What about your code? Is it good? Is it DRY? Are you practicing YAGNI? How about SOLID? Do you practice Separation of Concerns? These are all techniques to make your code easier to read and maintain.

Do you use Design Patterns? Do you stay away from the Singleton pattern, that is probably the most elitist pattern in the world?

Finally, are you improving confidence that your code, and the application are good?
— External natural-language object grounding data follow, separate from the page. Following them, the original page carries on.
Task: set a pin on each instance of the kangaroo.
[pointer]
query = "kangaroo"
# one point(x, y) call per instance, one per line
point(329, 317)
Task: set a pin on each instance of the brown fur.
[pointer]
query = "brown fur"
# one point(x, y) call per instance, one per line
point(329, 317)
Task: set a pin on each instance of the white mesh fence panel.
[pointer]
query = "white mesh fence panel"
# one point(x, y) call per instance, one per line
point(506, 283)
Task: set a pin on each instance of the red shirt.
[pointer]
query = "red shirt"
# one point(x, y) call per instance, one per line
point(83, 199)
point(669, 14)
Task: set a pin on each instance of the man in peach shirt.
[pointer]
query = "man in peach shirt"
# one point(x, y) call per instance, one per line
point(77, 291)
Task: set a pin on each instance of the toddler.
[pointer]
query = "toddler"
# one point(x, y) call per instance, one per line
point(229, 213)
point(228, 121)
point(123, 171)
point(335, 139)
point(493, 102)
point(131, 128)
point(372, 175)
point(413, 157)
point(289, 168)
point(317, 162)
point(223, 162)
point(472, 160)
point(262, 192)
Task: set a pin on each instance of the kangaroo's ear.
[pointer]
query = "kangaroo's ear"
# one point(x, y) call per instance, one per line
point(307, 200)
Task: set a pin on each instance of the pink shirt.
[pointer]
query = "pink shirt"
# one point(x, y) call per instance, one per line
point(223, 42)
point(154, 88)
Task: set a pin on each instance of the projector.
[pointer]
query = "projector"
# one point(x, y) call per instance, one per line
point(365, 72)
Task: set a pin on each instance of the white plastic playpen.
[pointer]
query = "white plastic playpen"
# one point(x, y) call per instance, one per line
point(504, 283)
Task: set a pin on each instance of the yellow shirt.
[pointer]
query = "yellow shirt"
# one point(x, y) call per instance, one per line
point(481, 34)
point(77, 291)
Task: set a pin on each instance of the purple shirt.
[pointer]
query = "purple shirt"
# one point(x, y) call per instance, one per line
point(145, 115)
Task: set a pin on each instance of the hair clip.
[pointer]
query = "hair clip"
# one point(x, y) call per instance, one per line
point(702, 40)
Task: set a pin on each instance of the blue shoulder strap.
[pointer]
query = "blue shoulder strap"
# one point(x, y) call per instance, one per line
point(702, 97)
Here are some things you can do:

  • Reduce regression errors
  • Make it know that what you’re doing is difficult
  • Do integration tests
  • Refactor your code
  • Add unit tests
  • Know that it’s 100% fallacy that you will ever get 100% of your code under test. And you shouldn’t care. You only need to test the things you need confidence in.
  • Set your direction and know where you are going form here.
  • Do code katas to improve your coding skills

If you want to know more about Brownfield development, there are two books that have very valuable information. The first, Brownfield Development in .NET, is by the guy that presented the seminar, Donald Becham. Don’t let .NET in the title scare you away if you aren’t doing .NET development. All the concepts apply, it’s the tools that are different. The second book is Working Effectively with Legacy Code by Michael Feathers.

You can survive Brownfield development. With the concepts and tools these two books present, survival may not only be easier, but you may thrive in a Brownfield application.